クソガキと僕

「なんだおめぇは!」

 クラスの男子の一人が大きな声でそう言ったのだが、ゴッという音の直後に、黙りこんだ。

 僕は音の鳴ったほうへと視線を向けた。するとそこには、身長百六十センチくらいの、酷くやせ細った男児が、血の滴る特殊警棒を片手に、目を見開いて、立っていた。

 その男児は、僕が通っている中学の制服を着用している。ブカブカの制服を見る限り、まだ一年生のように思えるのだが、異様な雰囲気、異様な迫力を携えて、地面に転がる同級生の頭を踏みつけているその様は、怒りに狂った奇人のように、見える。

「なんっ……なっ……」

「てめぇら、誰に手ぇ上げたか、わかってんのか……」

「ひぃえっ!」

 一人残ったクラスメイトが、その異様な男児の目を見て、走って逃げ出した。

 確かにこの目を見たら、逃げ出したくなる。この目は、人を殺せる目のように思えて、仕方ない。

 しかし、彼の持つ鋭い瞳には、見覚えがあった。

「……セイヤ……なの?」

 僕がそう呟くと、男児は僕の目をチラリと見つめ、気まずそうな表情を作り、ペコリと頭を下げ「……お久しぶり、です」と、呟いた。

「……あとの事は俺に任せて、エイコさんは帰って下さい」

 セイヤはそう言いながら、地面に寝転がりながら痛がっている僕の同級生の髪の毛を掴み、立ち上がらせた。

 そして、自分の顔を相手の顔に限りなく近づけて「次エイコさんに手ぇあげたら、殺すからな」と言い、顔面を思い切り殴りつけ、地面に倒した。

「消えろ。さっさと」

 その声を受けて、同級生達はゆっくりと起き上がり、ギロリとセイヤの顔を睨んだ後、ゆっくりとこの場を離れていった。

 その様を、僕とセイヤは見つめ続けていた。


 セイヤとは藤井聖夜の事で、小六の僕のストーカーをしていた、男児である。

 この男のせいで、僕の人生は狂ってしまった……とまでは言えないが、僕の人生に悪い影響を与えた事は、間違いない。

 セイヤは小学生の頃、様々な悪事を行っていたため、家庭裁判所からフリースクールという場所に送られる処分を受けてはいたが、どうやら帰ってきたようだ。

 そしてどういう訳か、今度は僕を傷つけたりせず、むしろ僕を、守ってくれた。

 一体、なんだと言うのだ。
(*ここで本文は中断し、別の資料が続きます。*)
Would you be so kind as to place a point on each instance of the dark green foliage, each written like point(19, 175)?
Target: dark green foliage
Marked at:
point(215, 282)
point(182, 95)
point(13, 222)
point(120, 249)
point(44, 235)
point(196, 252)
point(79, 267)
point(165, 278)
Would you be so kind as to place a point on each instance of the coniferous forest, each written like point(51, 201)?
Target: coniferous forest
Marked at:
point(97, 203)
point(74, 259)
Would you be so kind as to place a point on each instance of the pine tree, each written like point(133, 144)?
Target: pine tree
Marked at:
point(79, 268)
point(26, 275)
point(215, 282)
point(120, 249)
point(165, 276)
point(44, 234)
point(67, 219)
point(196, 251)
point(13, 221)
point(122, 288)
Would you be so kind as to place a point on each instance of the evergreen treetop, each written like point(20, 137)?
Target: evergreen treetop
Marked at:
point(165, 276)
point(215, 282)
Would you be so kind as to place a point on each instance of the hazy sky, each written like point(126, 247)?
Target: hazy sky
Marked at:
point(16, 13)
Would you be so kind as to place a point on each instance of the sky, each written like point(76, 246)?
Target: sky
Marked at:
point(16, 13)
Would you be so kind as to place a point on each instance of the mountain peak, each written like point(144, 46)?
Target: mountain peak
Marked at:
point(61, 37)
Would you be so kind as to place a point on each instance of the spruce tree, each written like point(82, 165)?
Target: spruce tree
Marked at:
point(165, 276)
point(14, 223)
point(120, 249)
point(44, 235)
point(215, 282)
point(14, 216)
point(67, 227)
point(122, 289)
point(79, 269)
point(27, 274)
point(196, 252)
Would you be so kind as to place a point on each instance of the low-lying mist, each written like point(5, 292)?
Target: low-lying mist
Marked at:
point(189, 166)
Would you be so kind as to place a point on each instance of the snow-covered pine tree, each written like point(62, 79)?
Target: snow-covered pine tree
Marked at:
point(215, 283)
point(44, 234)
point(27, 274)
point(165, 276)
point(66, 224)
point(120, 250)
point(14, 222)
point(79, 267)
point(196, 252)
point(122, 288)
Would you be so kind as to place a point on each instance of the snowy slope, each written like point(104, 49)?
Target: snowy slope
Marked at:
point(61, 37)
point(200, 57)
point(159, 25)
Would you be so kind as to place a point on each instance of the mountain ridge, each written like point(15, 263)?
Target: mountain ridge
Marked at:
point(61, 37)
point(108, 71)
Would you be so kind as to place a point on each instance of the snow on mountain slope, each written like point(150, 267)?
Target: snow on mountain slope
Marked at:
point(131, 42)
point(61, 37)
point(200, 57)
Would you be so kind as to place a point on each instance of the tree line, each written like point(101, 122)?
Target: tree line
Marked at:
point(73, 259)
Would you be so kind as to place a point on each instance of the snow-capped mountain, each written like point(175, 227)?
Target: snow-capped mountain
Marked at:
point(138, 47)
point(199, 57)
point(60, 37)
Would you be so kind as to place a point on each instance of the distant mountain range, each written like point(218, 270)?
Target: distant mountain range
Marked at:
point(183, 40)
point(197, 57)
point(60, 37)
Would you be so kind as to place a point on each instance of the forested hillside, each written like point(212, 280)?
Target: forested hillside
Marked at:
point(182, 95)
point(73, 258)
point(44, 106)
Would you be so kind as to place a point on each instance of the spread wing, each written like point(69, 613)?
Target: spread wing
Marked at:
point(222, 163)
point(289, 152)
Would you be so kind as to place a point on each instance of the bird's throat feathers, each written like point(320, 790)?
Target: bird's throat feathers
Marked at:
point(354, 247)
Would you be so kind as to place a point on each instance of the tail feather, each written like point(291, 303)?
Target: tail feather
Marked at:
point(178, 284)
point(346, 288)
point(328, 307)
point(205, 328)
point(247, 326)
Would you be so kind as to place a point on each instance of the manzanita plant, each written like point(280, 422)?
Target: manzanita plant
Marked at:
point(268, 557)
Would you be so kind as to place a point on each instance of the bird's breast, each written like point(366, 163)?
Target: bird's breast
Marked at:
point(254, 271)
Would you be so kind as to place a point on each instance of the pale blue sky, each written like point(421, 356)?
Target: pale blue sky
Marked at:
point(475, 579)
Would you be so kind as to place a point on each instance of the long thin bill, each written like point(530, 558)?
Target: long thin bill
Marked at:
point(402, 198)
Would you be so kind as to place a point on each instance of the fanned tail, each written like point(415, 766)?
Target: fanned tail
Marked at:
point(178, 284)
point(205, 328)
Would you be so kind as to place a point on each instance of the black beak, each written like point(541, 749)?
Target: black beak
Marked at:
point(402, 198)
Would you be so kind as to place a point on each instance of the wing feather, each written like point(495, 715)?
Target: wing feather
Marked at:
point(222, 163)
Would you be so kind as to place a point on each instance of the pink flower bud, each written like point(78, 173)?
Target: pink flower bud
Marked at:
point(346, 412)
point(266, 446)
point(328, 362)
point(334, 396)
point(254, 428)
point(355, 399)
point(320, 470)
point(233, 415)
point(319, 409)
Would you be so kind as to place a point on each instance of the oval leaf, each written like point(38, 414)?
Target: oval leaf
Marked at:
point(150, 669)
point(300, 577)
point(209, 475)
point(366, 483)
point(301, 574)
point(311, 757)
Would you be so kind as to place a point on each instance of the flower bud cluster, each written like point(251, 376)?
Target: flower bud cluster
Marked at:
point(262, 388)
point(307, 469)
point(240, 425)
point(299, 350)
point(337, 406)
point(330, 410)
訳が分からない。

「セイヤ……君?」

 僕は僕に背中を向けたまま動かない、セイヤに向かって声をかけた。

 するとセイヤは僕の声に反応するように、ピクリと体を動かした。

「……帰って、来たんだ……君とは、色々、あったけど……なんだろ、とにかく、助かった……」

「……いや……こんなもんじゃ、償えてるとは、思ってないから」

 セイヤはそう言い、遠くに見える自身のカバンに向かって歩き始めた。僕はつい、その後ろを付いて歩く。

「……ありがとうね、セイヤ……君。だけどあんな事すると、また施設に」

「いいんですよ、別に、そんな事は、どうでも……施設も悪い所じゃない」

 糞ガキそのものだったセイヤが、変わっていた。